Thinners and Blenders to the Rescue
When all else fails, you can use thinning or blending shears to remove the matting. Lift the matted hair and use your thinners or blenders underneath the mat. Make sure to tilt the blade away from the skin so you don't cut the dog, and make a couple of cuts either through the matted hair or behind the mat next to the skin. You can usually brush out the mat and it won't look like you just chopped out a hunk of hair.
Thinners and blenders make the hair look more natural and can remove choppy marks made by scissors or clipper blades. You want to use them vertically if possible so the hair falls naturally. If you use them horizontally across the hair, it won't blend in as well.
Don't be carried away and make several cuts with your thinners or you will have a huge chunk cut out. Thinners and blenders cut just part of the hair, leaving the rest to fall between the teeth. This leaves the hair looking more natural.
You can blend hair all over the dog to look natural rather than cutting with blending shears. This can help a dematted coat look fuller, but you can also enhance a dog's face by using blenders to remove excess hair in front of the ears and cheeks. This works especially well on long-nosed breeds such as Collies and Shelties to show off their beautiful features.
You can use blending shears down the skirts of Spaniels to soften the line of trimming and make the Spaniel look as though his hair grew like this naturally, even if he is clipped and not hand stripped.

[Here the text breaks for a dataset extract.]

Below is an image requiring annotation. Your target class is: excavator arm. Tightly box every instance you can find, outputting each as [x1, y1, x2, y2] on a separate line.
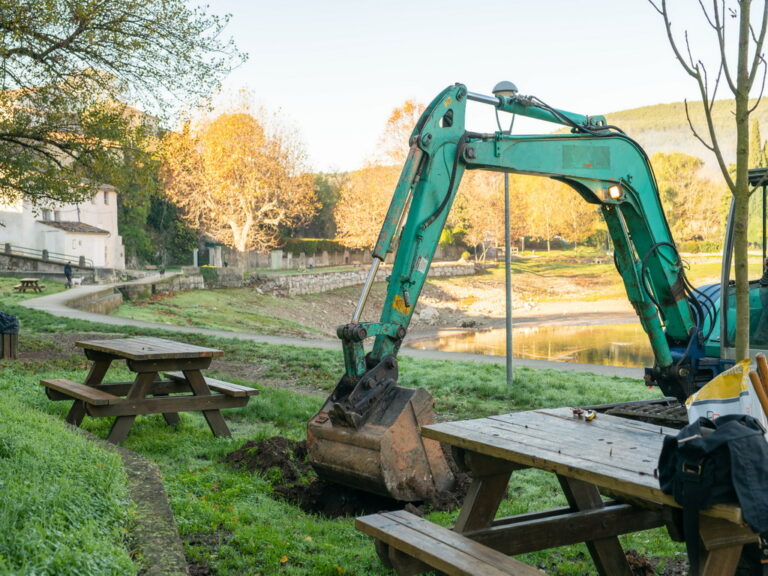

You can blend the hair around the ears, and tails of thick-coated dogs to thin out the hair and trim the coat slightly. You can also use blending shears on the feet and hocks of dogs to make them appear more natural and take care of removing wispy hairs. Once you get used to using thinners and blending shears, you will find numerous uses for them and you'll find it hard to live without them.
Shaving a Matted Dog
If your dog is matted, the kindest thing to do is simply to shave it off and start over. If it's cold, put a sweater on her. If it's hot, be sure to keep her out of direct sunlight to prevent sunburn.
It's important to keep the skin taut as you shave the mats off the dog. Mats can be so tight that they pull up skin and you can nick or seriously cut your dog if you aren't careful. If you are using scissors, put a comb between the mat and the skin and cut off only what is on top of the comb. If you cannot get a comb underneath the mat, you need to use a very close blade such as an A5 blade number 10, 15, or higher to gently get under the mat. Be careful around the belly area, the tuck-up where the hind leg meets the body, as there is loose skin in the area that can be easily cut. Try to clip with the grain of the hair when possible. If it's not possible, clip in reverse or against the grain to get the mat out. It all depends on the degree of the matting and where it's located. The important thing is to try not to cut the dog's skin.
How short you need to take the coat and where determines if you can make the dog look good. If the head and ears of the dog aren't too badly matted, you can leave a cute head and face and maybe leave the tail longer and shave the body short. This look is often requested at grooming shops in the summertime; some groomers call it a smoothie.
Let's say you have a Schnauzer and his chest and belly have mats. You could shell out this dog, leaving the fringe on the sides but shaving off the hair on the belly and chest. Nobody will see the shaved-off portion unless your dog rolls over. This works on any dog with longer side and leg hair such as Cocker Spaniels, Yorkies, and Afghan Hounds.
If your dog's ears are matted, you can shave them short and leave a little beard on the dog's face and call it a German trim. Remember, it's just hair — it will grow back!